Ke depan, kawasan tersebut juga diproyeksikan menjadi salah satu tujuan investasi berbasis teknologi, termasuk pengembangan fasilitas pusat data atau data center.

“Nantinya akan banyak teknologi yang masuk, salah satunya data center. Kehadiran infrastruktur ini sangat diperlukan oleh pemerintah guna mendukung ekosistem digital di Indonesia,” imbuhnya.

Dalam kunjungan tersebut, Andra juga menekankan pentingnya pengembangan KEK yang diikuti peningkatan kualitas sumber daya manusia (SDM) Banten.

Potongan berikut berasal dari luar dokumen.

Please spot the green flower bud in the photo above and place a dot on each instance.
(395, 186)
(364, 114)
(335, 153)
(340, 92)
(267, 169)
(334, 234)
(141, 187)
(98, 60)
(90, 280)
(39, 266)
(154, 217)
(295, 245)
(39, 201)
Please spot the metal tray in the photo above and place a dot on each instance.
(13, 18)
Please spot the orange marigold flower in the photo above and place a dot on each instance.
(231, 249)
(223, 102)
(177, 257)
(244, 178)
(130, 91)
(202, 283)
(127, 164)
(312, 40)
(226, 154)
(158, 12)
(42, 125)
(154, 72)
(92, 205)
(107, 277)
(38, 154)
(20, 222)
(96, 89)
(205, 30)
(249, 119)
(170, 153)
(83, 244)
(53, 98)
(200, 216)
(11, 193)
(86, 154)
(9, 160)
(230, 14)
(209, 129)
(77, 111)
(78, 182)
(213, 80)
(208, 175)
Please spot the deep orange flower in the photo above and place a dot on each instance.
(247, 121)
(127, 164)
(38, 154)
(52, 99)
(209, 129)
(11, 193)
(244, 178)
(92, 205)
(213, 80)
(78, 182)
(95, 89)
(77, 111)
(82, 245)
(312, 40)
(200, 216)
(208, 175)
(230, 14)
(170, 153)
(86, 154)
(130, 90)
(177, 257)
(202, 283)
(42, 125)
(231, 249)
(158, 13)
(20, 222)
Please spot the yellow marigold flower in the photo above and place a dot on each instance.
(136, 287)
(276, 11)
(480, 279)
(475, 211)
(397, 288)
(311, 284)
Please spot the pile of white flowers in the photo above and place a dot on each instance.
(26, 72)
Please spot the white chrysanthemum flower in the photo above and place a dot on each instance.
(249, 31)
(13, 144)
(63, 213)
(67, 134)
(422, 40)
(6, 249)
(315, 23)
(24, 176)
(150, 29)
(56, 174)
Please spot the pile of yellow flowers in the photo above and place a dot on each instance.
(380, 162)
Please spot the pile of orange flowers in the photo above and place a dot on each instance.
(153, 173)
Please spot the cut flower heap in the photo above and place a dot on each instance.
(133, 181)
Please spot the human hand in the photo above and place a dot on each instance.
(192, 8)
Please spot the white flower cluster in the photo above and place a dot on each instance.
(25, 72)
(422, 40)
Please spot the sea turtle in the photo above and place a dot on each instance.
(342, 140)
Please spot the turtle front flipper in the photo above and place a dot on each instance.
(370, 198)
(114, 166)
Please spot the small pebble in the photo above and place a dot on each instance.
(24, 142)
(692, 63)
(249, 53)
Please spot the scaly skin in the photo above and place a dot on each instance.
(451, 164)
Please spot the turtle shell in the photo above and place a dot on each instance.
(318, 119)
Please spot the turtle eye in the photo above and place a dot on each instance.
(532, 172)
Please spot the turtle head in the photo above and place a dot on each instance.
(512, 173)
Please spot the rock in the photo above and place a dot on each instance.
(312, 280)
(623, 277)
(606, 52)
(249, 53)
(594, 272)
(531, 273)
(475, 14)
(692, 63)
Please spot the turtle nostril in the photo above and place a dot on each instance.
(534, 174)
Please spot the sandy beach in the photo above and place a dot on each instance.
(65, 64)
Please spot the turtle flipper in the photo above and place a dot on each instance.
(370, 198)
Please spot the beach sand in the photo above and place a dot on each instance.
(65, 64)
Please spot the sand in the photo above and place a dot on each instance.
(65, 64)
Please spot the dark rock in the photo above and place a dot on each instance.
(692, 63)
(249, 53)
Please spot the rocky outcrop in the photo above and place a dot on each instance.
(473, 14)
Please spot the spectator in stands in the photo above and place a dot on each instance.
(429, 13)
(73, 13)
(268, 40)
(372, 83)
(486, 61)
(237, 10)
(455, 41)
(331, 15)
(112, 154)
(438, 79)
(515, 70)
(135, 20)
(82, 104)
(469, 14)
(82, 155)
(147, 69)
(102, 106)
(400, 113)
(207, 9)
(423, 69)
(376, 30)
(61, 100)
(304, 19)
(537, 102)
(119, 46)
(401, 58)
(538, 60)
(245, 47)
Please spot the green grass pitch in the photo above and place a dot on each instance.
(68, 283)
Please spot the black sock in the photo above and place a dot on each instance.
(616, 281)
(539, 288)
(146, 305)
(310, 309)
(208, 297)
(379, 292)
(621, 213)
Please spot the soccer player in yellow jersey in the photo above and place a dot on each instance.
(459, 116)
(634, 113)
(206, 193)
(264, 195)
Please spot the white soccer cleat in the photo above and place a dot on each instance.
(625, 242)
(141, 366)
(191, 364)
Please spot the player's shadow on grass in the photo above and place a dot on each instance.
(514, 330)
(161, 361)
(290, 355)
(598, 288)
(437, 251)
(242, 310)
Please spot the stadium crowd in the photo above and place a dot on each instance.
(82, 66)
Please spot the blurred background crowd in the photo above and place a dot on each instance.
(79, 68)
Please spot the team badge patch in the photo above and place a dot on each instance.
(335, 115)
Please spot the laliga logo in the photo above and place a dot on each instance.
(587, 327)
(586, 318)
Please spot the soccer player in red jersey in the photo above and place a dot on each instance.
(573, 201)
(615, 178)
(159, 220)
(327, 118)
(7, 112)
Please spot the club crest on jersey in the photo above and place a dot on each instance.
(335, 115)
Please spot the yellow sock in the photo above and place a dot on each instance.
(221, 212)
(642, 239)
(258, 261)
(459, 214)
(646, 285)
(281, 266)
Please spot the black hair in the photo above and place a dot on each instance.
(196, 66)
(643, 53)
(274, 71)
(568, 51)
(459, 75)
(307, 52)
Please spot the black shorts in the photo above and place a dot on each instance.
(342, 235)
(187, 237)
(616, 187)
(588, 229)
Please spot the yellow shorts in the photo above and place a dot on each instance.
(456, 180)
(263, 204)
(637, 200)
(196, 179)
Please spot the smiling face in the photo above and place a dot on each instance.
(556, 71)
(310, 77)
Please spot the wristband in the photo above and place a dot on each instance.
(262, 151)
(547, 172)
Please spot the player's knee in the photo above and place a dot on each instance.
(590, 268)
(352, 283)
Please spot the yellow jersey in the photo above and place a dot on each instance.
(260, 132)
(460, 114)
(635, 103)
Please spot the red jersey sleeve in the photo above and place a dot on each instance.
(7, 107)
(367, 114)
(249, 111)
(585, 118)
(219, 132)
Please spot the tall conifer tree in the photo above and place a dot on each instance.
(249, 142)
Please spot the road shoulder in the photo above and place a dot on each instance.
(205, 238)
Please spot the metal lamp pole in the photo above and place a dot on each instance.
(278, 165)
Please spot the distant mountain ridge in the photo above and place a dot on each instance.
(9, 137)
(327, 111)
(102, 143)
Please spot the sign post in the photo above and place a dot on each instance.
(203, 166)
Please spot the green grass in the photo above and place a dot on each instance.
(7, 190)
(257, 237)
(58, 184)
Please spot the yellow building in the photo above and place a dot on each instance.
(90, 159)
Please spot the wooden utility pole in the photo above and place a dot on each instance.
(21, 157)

Pemprov Banten telah menjalin kerja sama dengan pengelola KEK ETKI untuk membuka akses pendidikan dan pelatihan yang disesuaikan dengan kebutuhan dunia industri.

Salah satu bentuk kerja sama tersebut berupa pemberian beasiswa pendidikan vokasi di Fuji Academy bagi 20 anak asal Banten. Program tersebut ditujukan untuk menyiapkan lulusan yang siap bekerja dan diproyeksikan berkarier di Jepang.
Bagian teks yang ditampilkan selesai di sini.